NIGHTWING # 82 and a glimpse into the Flying Graysons past
DC Comics’ Night Wing # 82 is a relatively simple question. It takes the turn of the final of Night Wing # 81 and explains how this might be possible. Yet in just one issue, writer Tom Taylor, pencil sketchers Bruno Redondo, Rick Leonardi and Neil Edwards, inker Bruno Redondo, Andy Lanning and Scott Hanna, colorist Adriano Lucas and letterer Wes Abbott, (what a huge creative team for this issue!) show us that we can be wrong about the characters who initially seemed to be “the bad guys”. Spoilers ahead for the previous issue, Night Wing # 81.
Taylor is having a lot of fun in this issue. It’s both a candid look at the lives of Nightwing’s parents, the Flying Graysons, and a thriller-style story by Tony Zucco. With this issue, Taylor shows us how Nightwing and Melinda Zucco could be linked. In short, Taylor confuses things a bit. Melinda tells Nightwing that her father didn’t have another child, but then we hear a story that contradicts that. And later, when John Grayson talks to Tony Zucco, it feels like John Grayson and Taylor are overplaying their hand a bit. “Please accept that oversized fluffy bear and all the condescension that goes with it,” says John Grayson. It appears that Grayson’s talent for taunting was honed in a later generation. But overall, this issue is about the beautiful legacy the Graysons have created. It’s about how their lives touched more people than we realize. And Taylor shows us where Dick’s motivation and desire to do the right thing comes from.
It’s no surprise that this number has a huge artistic team. It’s because Night Wing # 82 change artistic styles to tell his story. When Meili Lin, Melinda’s mother, begins her story, the problem shifts to an older style than we’re used to. It’s a fantastic way to take us back to another era. The most notable change is the use of Ben-Day points. Redondo often uses Ben-Day points in their art. They are often used as accents. In this issue, in modern scenes, they are more visible on Melinda’s shirt. But the Flying Graysons scenes are supplemented with Ben-Day points. It makes the whole section feel like it’s straight out of the 1940s.
Of course, using Ben-Day points is also part of the job of the coloring department. But Lucas goes above and beyond. It almost seems that the scenes showing the Flying Graysons were portrayed using the four-color staining method. Even colors that are not cyan, magenta, yellow, or key (black), appear to be a muddy combination of those colors. Again, this is a fantastic way to step back in time. Lucas is also keen to put these scenes in juxtaposition with modern scenes. Scenes of Nightwing, Melinda and Meili talking are shown in deep reds and light blues. The evolutions of coloring in the comic book industry are fully exposed in this issue.

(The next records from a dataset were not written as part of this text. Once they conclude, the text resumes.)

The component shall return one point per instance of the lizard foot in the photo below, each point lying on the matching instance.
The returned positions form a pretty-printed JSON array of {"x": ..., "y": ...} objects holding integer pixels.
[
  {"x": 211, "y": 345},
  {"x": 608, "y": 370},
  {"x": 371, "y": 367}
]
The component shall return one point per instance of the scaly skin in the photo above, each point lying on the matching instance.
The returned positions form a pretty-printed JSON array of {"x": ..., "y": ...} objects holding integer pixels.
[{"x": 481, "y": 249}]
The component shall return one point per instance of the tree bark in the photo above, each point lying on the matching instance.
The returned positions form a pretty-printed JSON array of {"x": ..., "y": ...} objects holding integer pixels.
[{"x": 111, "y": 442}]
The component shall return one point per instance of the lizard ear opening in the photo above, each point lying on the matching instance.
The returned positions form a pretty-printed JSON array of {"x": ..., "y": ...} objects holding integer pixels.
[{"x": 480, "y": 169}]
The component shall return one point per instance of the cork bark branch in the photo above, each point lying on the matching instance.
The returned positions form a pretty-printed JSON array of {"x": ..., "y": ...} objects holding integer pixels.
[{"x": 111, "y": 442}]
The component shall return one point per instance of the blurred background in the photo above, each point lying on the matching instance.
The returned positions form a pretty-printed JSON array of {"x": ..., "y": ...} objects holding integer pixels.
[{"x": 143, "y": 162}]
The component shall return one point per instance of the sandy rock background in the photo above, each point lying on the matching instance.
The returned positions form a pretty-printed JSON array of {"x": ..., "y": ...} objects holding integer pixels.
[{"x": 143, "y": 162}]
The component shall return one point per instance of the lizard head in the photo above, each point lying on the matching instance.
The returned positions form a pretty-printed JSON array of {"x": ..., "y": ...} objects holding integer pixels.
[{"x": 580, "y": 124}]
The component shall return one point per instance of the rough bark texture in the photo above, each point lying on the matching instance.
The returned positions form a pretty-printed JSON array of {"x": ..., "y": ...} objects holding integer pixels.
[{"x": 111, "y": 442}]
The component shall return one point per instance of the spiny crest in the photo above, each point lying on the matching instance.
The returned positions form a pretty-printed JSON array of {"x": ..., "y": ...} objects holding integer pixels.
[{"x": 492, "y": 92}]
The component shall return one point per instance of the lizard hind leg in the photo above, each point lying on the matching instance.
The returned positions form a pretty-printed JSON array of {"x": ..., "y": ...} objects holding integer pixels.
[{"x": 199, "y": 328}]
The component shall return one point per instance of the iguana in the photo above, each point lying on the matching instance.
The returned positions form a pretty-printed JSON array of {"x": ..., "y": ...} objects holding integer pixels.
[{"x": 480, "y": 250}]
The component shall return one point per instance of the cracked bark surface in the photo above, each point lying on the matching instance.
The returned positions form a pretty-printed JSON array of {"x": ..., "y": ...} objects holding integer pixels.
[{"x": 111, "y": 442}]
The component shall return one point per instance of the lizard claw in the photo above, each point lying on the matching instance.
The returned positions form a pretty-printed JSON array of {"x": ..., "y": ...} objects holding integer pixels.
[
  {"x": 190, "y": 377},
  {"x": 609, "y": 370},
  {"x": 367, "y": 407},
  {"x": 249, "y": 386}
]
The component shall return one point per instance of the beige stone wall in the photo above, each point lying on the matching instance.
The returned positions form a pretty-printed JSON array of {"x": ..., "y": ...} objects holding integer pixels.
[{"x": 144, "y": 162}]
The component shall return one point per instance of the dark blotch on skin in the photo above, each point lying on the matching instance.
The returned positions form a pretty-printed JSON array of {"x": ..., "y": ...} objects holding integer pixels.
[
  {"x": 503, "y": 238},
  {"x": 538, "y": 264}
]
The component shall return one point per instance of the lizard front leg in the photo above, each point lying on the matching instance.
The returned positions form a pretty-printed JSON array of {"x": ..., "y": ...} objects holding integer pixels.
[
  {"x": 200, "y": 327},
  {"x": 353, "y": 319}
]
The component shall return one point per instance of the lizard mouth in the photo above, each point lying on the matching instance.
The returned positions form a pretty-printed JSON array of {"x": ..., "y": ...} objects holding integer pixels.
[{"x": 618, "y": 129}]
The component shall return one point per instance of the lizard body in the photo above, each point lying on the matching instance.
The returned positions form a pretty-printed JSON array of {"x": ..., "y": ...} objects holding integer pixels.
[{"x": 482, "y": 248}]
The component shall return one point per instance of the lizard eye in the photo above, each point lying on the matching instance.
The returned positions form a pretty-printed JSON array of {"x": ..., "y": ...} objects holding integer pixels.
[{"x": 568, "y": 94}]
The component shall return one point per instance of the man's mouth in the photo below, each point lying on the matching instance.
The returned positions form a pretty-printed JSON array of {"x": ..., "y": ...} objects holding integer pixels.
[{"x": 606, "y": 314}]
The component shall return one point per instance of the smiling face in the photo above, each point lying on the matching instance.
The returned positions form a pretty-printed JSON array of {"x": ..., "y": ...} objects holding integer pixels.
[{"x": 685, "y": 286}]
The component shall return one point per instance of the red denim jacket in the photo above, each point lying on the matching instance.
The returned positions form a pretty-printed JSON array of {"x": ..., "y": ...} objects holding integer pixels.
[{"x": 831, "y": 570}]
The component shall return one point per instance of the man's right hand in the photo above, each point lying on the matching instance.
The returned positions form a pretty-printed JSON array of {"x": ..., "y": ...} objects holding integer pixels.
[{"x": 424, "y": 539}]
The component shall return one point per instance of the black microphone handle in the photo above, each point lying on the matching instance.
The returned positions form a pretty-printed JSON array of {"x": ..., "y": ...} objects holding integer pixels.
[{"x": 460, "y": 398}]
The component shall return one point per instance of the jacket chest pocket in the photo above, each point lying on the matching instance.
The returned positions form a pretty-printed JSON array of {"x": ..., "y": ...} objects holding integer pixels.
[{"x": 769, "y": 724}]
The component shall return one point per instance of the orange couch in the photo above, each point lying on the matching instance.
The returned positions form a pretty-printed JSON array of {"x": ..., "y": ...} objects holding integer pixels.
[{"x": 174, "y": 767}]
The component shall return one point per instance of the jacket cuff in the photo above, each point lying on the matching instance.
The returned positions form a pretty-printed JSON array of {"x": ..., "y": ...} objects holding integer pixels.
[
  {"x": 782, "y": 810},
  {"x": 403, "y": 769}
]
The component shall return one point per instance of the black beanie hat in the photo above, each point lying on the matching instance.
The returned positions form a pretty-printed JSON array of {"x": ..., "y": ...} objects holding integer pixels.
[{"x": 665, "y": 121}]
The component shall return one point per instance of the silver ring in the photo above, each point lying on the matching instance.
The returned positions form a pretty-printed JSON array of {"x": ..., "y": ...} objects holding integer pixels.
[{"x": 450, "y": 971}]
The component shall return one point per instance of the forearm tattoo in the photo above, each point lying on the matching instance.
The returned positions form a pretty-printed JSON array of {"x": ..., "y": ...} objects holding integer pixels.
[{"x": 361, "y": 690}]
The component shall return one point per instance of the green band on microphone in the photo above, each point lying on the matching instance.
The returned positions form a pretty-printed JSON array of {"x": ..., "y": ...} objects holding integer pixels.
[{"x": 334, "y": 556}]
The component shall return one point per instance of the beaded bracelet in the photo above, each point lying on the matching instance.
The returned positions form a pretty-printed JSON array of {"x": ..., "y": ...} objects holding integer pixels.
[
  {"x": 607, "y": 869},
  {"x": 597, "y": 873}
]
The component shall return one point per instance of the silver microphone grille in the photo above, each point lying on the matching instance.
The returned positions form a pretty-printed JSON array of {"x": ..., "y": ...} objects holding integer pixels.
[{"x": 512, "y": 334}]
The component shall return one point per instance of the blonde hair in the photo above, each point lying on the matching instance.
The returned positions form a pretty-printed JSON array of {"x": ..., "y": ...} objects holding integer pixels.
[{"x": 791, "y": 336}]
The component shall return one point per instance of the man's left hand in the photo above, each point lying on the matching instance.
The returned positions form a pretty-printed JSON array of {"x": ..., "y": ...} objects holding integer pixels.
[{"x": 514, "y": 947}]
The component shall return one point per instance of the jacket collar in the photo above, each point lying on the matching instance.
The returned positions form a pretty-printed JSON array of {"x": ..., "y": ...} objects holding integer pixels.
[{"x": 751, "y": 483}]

Abbott’s lettering is always a joy to see. Its sound effects are simple but effective. With each new issue, the freshness of its sound effects is more and more impressive. No shot feels quite the same, and Abbott always uses new fonts for new situations. But one of the best parts of Abbott’s lettering in Night Wing # 82, is in a scene of the Flying Graysons doing tricks in the circus. The word balloons stretches high, then plunges low, before rising again. Our eyes, scanning the page, mimic the movement of the Flying Graysons on the trapeze. It’s a simple trick that works wonderfully.
DC Comics’ Night Wing # 82 is surprisingly fun for a problem that deals with a nasty story. It’s because this creative team always finds beauty in the little moments. We come out of this issue, more in love than ever with the Graysons, and we wonder what this team’s sequel is for Nightwing! To pick up Night Wing # 82, DC Comics release on July 20, at a comic book store near you!